Reflections on life, good-and-evil, family, humanity, and anything else that occurs to me, usually when I travel. Right now I am on a 6-year trip through Lebanon, the homeland I had never really lived in before.

Thursday, August 17, 2006

What to make of Hezballah

The actual news today is a rewind of past events. Beirut Airport opens on Tuesday, the American University of Beirut opens on Monday, and Hariri assaisl Assad today.

So let's dig deeper into more interesting topics from yesterday. Some say that Hezballah is a dangerous example for bad guys everywhere, others say that it is an example for good.

Fine words, but how does it work, really? Here is a quote that not many remember from Hassan Nasrallah, explaining in one sentence the strategy that led to success against the Israeli occupation in the 90's. "We completely centralized the decision to fire into Israel, and completely decentralized the decision to fire against Israeli forces within Lebanon." There you have it - simplest thing in the world, and words of greater wisdom than you probably realize to an organizational re-engineering scholar like myslef. (Yes, I get paid to write research articles on centralizign and decentralizing organizations.) By retaining central control on teh firing of missiles into Israel in teh 90's, Hezballah escaped being designated as an unruly gang of men with a greivance, who only wanted to hurt someone, anyone, on the other side. You know, like Islamic Jihad or Al-Qaeda today, and like the demon that negative media reports (Google Ann Coulter for examples) wants to paint all Arabs to be. By not being like that, Hezballah was able to convince rational policy makers in Israel of the reasonableness of withdrawing from Lebanon. But, by having a completely decentralilze force carry out the individual attracks against targets deemed legitimate by the central command and by the world at large, Hezballah also escaped the fate of all the Arab armies defeated by Israel and other organization infiltrated by Israel. True genius, as only a principle that can be encapsulated in one se4ntence can be.

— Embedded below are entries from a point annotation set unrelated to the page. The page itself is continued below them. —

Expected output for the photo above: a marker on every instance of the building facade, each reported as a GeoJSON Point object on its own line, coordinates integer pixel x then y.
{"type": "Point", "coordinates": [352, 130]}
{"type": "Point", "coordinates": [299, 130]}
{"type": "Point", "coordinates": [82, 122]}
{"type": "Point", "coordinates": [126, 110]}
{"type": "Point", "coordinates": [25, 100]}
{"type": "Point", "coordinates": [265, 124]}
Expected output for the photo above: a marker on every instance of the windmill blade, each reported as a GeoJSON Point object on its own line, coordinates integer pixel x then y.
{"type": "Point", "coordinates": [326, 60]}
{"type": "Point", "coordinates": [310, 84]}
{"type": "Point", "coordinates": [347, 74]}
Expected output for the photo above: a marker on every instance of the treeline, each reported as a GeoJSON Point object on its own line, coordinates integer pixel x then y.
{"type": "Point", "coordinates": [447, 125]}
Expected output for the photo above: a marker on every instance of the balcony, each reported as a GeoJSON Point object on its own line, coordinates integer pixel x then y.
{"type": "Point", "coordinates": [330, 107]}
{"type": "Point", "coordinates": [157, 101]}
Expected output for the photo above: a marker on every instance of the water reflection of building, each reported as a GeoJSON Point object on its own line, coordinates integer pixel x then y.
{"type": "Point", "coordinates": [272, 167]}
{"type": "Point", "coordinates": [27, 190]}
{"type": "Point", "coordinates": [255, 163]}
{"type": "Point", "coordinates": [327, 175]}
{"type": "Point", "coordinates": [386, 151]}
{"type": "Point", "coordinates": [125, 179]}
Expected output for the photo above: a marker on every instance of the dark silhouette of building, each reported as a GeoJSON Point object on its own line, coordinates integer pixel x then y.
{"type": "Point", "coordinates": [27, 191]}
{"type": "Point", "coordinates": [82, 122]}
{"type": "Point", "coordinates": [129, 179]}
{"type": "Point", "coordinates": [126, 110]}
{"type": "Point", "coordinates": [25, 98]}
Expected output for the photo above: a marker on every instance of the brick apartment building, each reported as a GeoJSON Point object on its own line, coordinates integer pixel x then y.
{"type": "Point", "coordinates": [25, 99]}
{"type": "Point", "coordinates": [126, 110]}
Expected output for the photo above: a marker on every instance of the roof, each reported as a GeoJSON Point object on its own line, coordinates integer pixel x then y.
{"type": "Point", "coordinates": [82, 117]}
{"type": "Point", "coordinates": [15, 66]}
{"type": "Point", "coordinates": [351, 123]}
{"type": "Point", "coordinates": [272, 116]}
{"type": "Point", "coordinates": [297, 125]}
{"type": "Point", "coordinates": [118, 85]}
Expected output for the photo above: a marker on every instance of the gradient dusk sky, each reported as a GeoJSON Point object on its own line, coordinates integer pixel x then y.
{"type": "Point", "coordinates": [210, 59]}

Bottom line: Hassan Nasrallaht knows what to centralize and what to decentralize. This is a lesson anyone can learn. An insurgent in Nicaragua can use it as handily as a theocrat in Tehran or an election campaign manager in Ohio. In this last war, Hezballah was able to instantly order and instantly prevent missile attacks of any calibre agains Israel. Meanwhile, guerilla parties living for three days at a stretch on chocolate bars in the wilderness with no human contact continues to destroy tanks. Of course the training and logistics that allow this to work are nothing to be sneezed at, to say the least. But it's not my field, and more importantly not the topic of this piece.

So is this approach good or is it evil? I say that the one distinction between whether the Hezballah model helps the forces of Chaos, as Thomas Friedman calls them, or the cause of the undertrodden everywhere, and the Shiites theologists call them, can be also stated in terms of centralization/decentralization. The pivotal issue concerns the decision to actually enter into a state of resistance, i.e. to start a war. This decision cannot be centralized. If centralized, then one person decides that millions will suffer, based on one person's perception of the greater good of that half of the millions affected he calls his own side. This is a formula for the Mr. Jeckyl side of Hezballah, the evil twin that all democracies everywhere have every right to fear and to crush. But, it is entirely possible to have a decentralilzed process for deciding to entrust the conduct of war to a leader who knows which subsequent tactics to centralize and which to decentralize. This is democracy. If a democracy decides to go to war, then it can do a lot worse than choose someone like Hassan Nasrallah as a leader. In fact, even if you disagree with me, think: if Earth was under attack by superior but mortal aliens, whom would you rather have leading the reistance? Not Bush. But if a society gives anyone, even if it were mother Theresa, the power to solely decide whether war is to be initiated, then that society has lost its place among the civilized nations of the 21st centruy. Without a popular mandate that contains a mechanism for popular accountability of the leader, all sorts of bad things happen. Not always, but enough to make everyone who paid any attention in History class very, very wary.

I hope things work out along these lines, becasue a committed cantralized/decentralized hybrid of true democrats is the only thing that can defeat a possible empire led by aristocrats who only use democracy as a state religion.

1 Comments:

  • At 20/8/06 11:38 AM, Blogger Elisa said…

    Hmm....except....that Mother Teresa wouldn`t decide to start a war.